Most of his songs were prefaced by "did you ever notice?"-style introductions, and the songs themselves stood up for prolific lovemaking, decried slowpoke drivers and dissed duplicitous women. A competent if uninteresting rapper, Ludacris elicited mass hand-waving eruptions with his nasty-goofy material.

Given the company he was sharing the stage with, Busta Rhymes came off like a deep thinker during his hourlong closing set. One of a handful of hip-hop performers who has endured for more than a decade, Rhymes has cleared a space all to himself as a silver-tongued vaudevillian with astonishing technique and bluster to spare. His current album, "Genesis," seems to be a move toward a more reflective, if somewhat confused, songwriting approach, but the inner prankster is not that easily suppressed.

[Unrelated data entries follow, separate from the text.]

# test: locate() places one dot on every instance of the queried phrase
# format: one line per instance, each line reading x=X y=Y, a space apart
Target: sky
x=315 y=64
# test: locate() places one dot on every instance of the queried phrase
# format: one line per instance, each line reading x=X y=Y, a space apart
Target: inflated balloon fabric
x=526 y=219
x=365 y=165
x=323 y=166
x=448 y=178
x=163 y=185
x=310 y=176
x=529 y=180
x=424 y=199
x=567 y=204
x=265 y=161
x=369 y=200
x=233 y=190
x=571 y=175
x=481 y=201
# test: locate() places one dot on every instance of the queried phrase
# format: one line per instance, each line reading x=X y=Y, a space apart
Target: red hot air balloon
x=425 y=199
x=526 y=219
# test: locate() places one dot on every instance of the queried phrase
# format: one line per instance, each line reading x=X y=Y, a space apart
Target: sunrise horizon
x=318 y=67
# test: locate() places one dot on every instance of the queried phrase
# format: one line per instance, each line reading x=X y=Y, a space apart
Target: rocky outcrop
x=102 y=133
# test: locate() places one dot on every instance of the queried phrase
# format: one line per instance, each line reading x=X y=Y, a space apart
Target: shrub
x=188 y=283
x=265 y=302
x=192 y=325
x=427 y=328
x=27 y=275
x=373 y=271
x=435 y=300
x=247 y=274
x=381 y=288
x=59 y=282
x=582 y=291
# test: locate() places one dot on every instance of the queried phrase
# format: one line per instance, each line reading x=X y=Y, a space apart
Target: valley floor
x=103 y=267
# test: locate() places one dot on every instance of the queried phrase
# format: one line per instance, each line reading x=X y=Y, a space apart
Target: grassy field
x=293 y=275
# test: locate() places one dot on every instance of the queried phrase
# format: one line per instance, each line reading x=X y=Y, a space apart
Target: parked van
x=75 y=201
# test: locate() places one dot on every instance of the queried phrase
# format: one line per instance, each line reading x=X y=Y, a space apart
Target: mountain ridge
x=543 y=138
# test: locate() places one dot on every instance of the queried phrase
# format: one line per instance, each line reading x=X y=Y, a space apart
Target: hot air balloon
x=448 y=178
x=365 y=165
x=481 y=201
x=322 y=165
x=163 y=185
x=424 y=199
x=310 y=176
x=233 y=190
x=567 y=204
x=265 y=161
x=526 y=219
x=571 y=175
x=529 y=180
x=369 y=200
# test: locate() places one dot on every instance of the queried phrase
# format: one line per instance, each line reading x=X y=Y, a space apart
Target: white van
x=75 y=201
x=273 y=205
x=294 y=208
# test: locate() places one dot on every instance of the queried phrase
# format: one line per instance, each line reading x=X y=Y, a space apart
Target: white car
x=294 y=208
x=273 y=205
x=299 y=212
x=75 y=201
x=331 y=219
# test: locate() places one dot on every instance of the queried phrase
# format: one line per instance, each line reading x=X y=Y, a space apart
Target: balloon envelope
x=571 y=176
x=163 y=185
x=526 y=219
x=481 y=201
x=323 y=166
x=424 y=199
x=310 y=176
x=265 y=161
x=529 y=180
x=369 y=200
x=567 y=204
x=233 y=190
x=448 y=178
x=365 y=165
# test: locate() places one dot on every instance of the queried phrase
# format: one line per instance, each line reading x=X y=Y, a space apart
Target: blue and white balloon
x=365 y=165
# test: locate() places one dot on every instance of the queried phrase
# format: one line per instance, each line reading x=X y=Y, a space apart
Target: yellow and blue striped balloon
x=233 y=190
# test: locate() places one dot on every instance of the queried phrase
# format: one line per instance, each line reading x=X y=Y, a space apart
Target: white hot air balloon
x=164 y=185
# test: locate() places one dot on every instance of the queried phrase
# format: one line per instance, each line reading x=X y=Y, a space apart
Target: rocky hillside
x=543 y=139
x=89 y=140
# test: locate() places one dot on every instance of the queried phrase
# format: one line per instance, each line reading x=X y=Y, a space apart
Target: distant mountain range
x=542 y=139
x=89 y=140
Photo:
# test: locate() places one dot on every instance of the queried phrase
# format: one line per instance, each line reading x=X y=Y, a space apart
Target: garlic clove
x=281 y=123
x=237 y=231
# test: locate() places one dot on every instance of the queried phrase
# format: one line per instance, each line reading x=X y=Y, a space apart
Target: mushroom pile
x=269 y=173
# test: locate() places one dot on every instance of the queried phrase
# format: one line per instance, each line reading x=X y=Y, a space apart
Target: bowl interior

Starting his set with a few tracks from the record, which seems to be some kind of live-free-and-multiply manifesto, Rhymes charged through his long string of hits, which are among the most entertaining in contemporary hip-hop. With their knotty verbal feints, fractured beats and general air of purposeful frivolity, songs such as "Whoo-Hah (Got You All in Check)" and "Put Your Hands Where My Eyes Can See" are tailor-made for big-arena chant-alongs.

And nothing gets a hip-hop crowd in a frenzy quite like an A-list cameo: P. Diddy and the Neptunes' Pharrell Williams bounded out during Rhymes' latest single, "Pass the Courvoisier," keeping the evening's party-hearty theme close to the surface.